See what Compositions are available to select from:

kubectl get compositions

Future Considerations

Migration From Local Mode

Let's say you're running Crossplane in a big cluster together with your apps and decided that you're at a point where you'd like to use the same Crossplane environment from multiple clusters. You can either make the current cluster a central cluster and have additional clusters connect to it via agent, which is possible with this current design, or you'd like to migrate all things related to Crossplane to a separate cluster and make your current one a remote cluster. The agent can make some smart operations to enable the migration of the current composite and managed resources to the central cluster for a smooth migration.

There will likely some changes needed in Crossplane's deployment model as well but as an overarching goal, this migration path should be smooth.

Read-only Mode for Federation

Crossplane agent could have a read-only mode where it replicates Secrets and requirements in the remote cluster to let the Pods use them. There would be only pull operation and the same requirements could be used by N cluster at the same time. For example, you might want to use the same database cluster from different clusters spread across the globe.
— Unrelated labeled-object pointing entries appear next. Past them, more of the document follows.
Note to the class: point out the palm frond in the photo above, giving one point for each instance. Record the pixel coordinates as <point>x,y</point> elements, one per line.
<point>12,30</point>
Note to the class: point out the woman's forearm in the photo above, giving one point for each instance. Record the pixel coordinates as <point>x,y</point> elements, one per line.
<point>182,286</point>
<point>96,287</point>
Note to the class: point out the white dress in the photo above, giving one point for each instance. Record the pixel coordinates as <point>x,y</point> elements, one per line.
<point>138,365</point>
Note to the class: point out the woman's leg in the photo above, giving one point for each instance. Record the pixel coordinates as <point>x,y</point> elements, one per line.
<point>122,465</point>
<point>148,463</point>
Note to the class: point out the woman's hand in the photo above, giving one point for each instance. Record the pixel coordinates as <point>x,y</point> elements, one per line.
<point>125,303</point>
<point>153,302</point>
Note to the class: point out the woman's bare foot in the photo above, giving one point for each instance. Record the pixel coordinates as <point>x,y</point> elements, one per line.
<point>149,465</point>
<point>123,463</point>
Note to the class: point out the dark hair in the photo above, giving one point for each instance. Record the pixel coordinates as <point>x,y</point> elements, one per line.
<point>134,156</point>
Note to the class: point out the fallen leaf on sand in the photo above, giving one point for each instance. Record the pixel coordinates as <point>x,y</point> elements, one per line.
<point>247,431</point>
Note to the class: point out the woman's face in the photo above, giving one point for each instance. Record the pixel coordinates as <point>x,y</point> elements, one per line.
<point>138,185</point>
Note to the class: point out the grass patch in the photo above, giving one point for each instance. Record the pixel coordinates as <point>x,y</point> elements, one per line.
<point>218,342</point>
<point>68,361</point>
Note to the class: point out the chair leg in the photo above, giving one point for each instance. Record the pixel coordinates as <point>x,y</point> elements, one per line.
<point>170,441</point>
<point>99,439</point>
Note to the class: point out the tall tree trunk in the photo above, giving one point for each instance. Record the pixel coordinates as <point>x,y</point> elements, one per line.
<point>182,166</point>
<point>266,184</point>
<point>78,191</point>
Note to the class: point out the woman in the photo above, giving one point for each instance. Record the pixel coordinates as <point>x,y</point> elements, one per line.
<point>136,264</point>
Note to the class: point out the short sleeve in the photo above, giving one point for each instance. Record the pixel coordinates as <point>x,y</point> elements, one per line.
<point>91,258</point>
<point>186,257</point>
Additional Crossplane CLI Commands

Crossplane CLI can have simple commands to do most of the setup. For example, with one command it should be possible to create the ServiceAccount in the central cluster together with all of its RBAC resources. Also, agent installation could be a very smooth process if we use Crossplane CLI instead of Helm.

RBAC Controller

A controller with its own types to manage the ServiceAccounts in the central cluster could be a boost to UX. You'd create a custom resource that will result in all RBAC resources that are needed for the agent to work with all the APIs in the central cluster and write the credentials to a secret. Then the user can copy this secret into their remote cluster and refer to it.
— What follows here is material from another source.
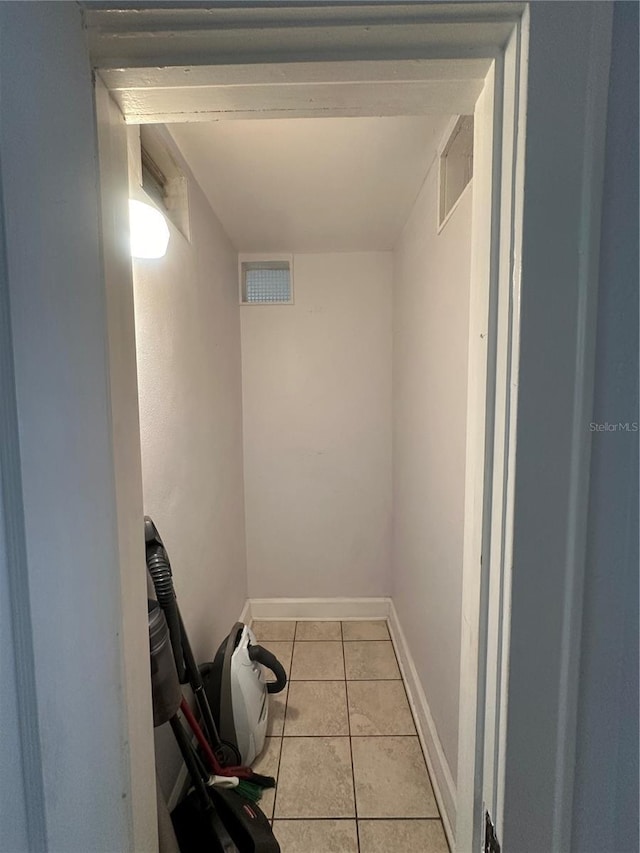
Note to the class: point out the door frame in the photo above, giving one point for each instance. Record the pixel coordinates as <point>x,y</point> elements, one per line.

Dynamic Updates to Agent's Role

In the remote cluster, we provide the Role that has the static set of apiGroups we'd like agent to be able to manage in the remote cluster. There could be a controller that is separately installed and it could add new apiGroups as they appear as InfrastructurePublications in the remote cluster.

Agent as an Executable for VMs

Instead of remote cluster, a VM can also use the infrastructure services that the central cluster exposes. A different version of the agent could sync the secrets to a file in the VM that can be used as credential file for VM workloads. Maybe a small api-server shipped with that agent binary for requirement requests?

Admission Webhook to Reject Conflicts

In the current design, if you configured the default namespace with the agent, then it's possible to have conflicts; foo requirement in default namespace can conflict with foo requirement in special namespace since both of them will be rolled up to a single default namespace in the central cluster. In such cases, the agent rejects syncing the second one and writes about the conflict to the status of the resource. However, an admission webhook could check the conflict and reject the creation altogether immediately.

Alternatives Considered

Improving KubernetesApplication

We could make it a lower level component with no scheduling and have the Crossplane CLI to do some smart conversions of the input YAML. Though that approach is still subject to the problems of KubernetesApplication that are inherently caused by template propagation.

Remove Pod Controller

We could disable pod controller (or have a custom api-server with no pod controller, shipped via Crossplane) and sync the Pods in the local cluster to the configured remote cluster. This option seems possible but the indirection could result in increased complexity and also propagation of native types could result in similar problems we had with templates in KubernetesApplication

Webhook to Convert to KubernetesApplication

A webhook to convert the native types to KubernetesApplication during creation could be possible but it's risky to enter one thing but end up with another thing in the cluster. It's essentially putting an abstraction on top of all api-server calls and it has to ignore some types that need to be in local cluster like requirements.